Editorial Feature

The Chemical Composition of Concrete


Concrete is an important part of modern infrastructure. It is used in buildings, roads, bridges and dams. It is known for its high compressive strength and versatility, which makes it an ideal material for the basis of most structures.

Concrete is actually a mixture of cement (the binder), water and some form of aggregate (the filler). This means that concrete is a composite material. In addition to this, cement is also a compound material, as it is a mixture of limestone and clay. It is made by burning the two compounds together at extremely high temperatures ranging from 1400 - 1600°C.

While there is a range of cements available on the market - in addition to new research into sustainable alternatives - the most popular type of cement is known as Portland cement. Portland cement uses crushed CaCO3 (also known as limestone), mixed with clay, sand and iron ore to form a homogeneous powder.

This powder is heated to the high temperatures discussed previously. To achieve these temperatures, the mixture is poured into kilns which consist of long steel cylinders that are rotated on an incline. Depending on the size of the kiln, the materials can take up to 2 hours to pass slowly through the cylinder. The slow process allows the different elements of the material to react. The reaction of these materials involves the following processes:

  1. Evaporation – the first stage of the process is the loss of water from the mixture due to evaporation.
  2. Calcination – decomposition occurs in the dry mixture due to the loss of water and carbon dioxide.
  3. Clinkering – the mixture then undergoes a transformation in which calcium silicates are formed. These are pieces that are the size of marbles.
  4. Cooling – once the mixture leaves the kiln, it is allowed to cool to working temperatures.

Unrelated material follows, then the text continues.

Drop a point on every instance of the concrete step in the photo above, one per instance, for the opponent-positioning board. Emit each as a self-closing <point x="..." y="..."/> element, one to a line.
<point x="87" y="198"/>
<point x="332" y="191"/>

The cooled clinker is then ground once more, and a compound known as gypsum is added to the mixture. This is in order to regulate the setting of the mixture. In Portland cement, 5% of its chemical composition is the gypsum mineral.

The major compounds that make up Portland cement are tricalcium silicate, dicalcium silicate, tricalcium aluminate, tetracalcium aluminoferrite and gypsum. Once this process is complete, the cement is packaged and stored for use in concrete at a later date.

Concrete can be created on site with the use of a rotating metal drum, known aptly as a cement mixture. The cement is rehydrated with water to make a thick consistency and large or fine aggregate is added depending on its intended use.

Aggregates are an important part of the concrete mixture as they determine the desired characteristics of the concrete. All aggregates are known to be chemically inert but vary in shapes, sizes and materials. The most commonly used are a mixture of fine sand and coarse stone. They also make up the largest portion of the concrete’s material composition, ideally between 70-80% of the volume.  Concrete then must be vibrated, in order to release any air bubbles which may compromise the structural integrity of the material. Once poured, concrete needs at least 28 days to cure to full strength.


  • Bye, G. C. Portland Cement: Composition, Production and Properties. Pergamon Press, NY, 1983.
  • Hewlett, P. C., and Young, J. F. "Physico-Chemical Interactions Between Chemical Admixtures and Portland Cement," Journal of Materials Education. Vol. 9, No. 4, 1987.
  • Roy, D. Instructional Modules in Cement Science. Pennsylvania State University, PA, 1985.